Here, \( x \) is in quadrant II.
\(=\text { i.e., } \frac{\pi}{2} < x < \pi\)
\(=\frac{\pi}{4} < \frac{x}{2} < \frac{\pi}{2}\)
Therefore, \( \sin \frac{x}{2}, \cos \frac{x}{2} \) and \( \tan \frac{x}{2} \) are lies in first quadrant.
It is given that \( \tan x=-\frac{4}{3} \)
\( \operatorname{Sec}^{2} x=1+\tan ^{2} x=1+\left(-\frac{4}{3}\right)^{2}=1+\frac{16}{9}=\frac{25}{9} \)
\( =\cos ^{2} x=\frac{9}{25} \)
\( =\cos x= \pm \frac{3}{5} \)
As \(x\) is in quadrant II, \( \cos x \) is negative.
\( \cos x=\frac{-3}{5} \)
Now, \( \cos x=2 \cos ^{2} \frac{x}{2}-1 \)
\( =\frac{-3}{5}=2 \cos ^{2} \frac{x}{2}-1 \)
\( =2 \cos ^{2} \frac{x}{2}=1-\frac{3}{5} \)
\( =2 \cos ^{2} \frac{x}{2}=\frac{2}{5} \)
\( =\cos ^{2} \frac{x}{2}=\frac{1}{5} \)
\( =\cos \frac{x}{2}=\frac{1}{\sqrt{5}}\quad [\cos \frac{x}{2} \) is positive \( ] \)
\( =\cos \frac{x}{2}=\frac{\sqrt{5}}{5} \)
\( \operatorname{Sin}^{2} \frac{x}{2}+\cos ^{2} \frac{x}{2}=1 \)
\( =\sin ^{2} \frac{x}{2}=1-\frac{1}{5}=\frac{4}{5} \)
\( =\sin ^{2} \frac{x}{2}+\left(\frac{1}{\sqrt{5}}\right)^{2}=1 \)
\( =\sin \frac{x}{2}=\frac{2}{\sqrt{5}}\quad [\sin \frac{x}{2} \) is positive \( ] \)
\( =\sin \frac{x}{2}=\frac{2 \sqrt{5}}{5} \)
\( \tan \frac{x}{2}=\frac{\sin \frac{x}{2}}{\cos \frac{x}{2}}=\frac{\left(\frac{2}{\sqrt{5}}\right)}{\left(\frac{1}{\sqrt{5}}\right)}=2 \)

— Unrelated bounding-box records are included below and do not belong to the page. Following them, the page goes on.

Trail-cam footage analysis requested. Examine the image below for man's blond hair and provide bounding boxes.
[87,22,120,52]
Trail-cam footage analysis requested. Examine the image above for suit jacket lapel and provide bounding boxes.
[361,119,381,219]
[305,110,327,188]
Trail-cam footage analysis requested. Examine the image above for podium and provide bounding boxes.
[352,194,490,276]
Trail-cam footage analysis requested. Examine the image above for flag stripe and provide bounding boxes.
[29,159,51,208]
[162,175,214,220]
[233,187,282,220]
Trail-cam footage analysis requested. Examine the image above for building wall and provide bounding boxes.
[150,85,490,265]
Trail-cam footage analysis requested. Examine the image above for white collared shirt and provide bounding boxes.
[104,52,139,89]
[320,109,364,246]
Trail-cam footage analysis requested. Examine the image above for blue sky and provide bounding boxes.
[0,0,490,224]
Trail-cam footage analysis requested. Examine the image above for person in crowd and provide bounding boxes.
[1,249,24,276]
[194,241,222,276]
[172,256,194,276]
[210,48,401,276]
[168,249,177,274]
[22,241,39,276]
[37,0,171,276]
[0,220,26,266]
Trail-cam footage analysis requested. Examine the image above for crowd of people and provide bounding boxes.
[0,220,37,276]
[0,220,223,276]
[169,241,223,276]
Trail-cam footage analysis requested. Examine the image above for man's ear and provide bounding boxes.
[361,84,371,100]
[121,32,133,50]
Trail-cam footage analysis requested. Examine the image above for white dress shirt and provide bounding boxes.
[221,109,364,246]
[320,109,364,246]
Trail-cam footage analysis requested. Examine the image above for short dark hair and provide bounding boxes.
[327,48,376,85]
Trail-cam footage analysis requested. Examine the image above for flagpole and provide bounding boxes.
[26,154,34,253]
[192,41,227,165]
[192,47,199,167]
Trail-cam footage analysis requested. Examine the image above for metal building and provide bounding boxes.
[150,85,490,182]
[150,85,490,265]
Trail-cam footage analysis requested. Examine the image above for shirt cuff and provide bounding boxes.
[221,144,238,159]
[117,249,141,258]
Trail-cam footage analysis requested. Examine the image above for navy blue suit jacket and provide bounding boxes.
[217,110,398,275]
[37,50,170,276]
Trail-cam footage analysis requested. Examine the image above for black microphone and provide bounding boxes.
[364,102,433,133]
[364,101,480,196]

Thus, the respective values of \( \sin \frac{x}{2}, \cos \frac{x}{2} \) and \( \tan \frac{x}{2} \) are \( \frac{2 \sqrt{5}}{5}, \frac{\sqrt{5}}{5} \), and 2 .

Here, \( x \) is in quadrant III.
\( = \) i.e., \( \pi < x < \frac{3 \pi}{2} \)
\( \Rightarrow \frac{\pi}{2} < \frac{x}{2} < \frac{3 \pi}{4} \)
Therefore, \( \cos \frac{x}{2} \) and \( \tan \frac{x}{2} \) are negative, where \( \sin \frac{x}{2} \) as is positive.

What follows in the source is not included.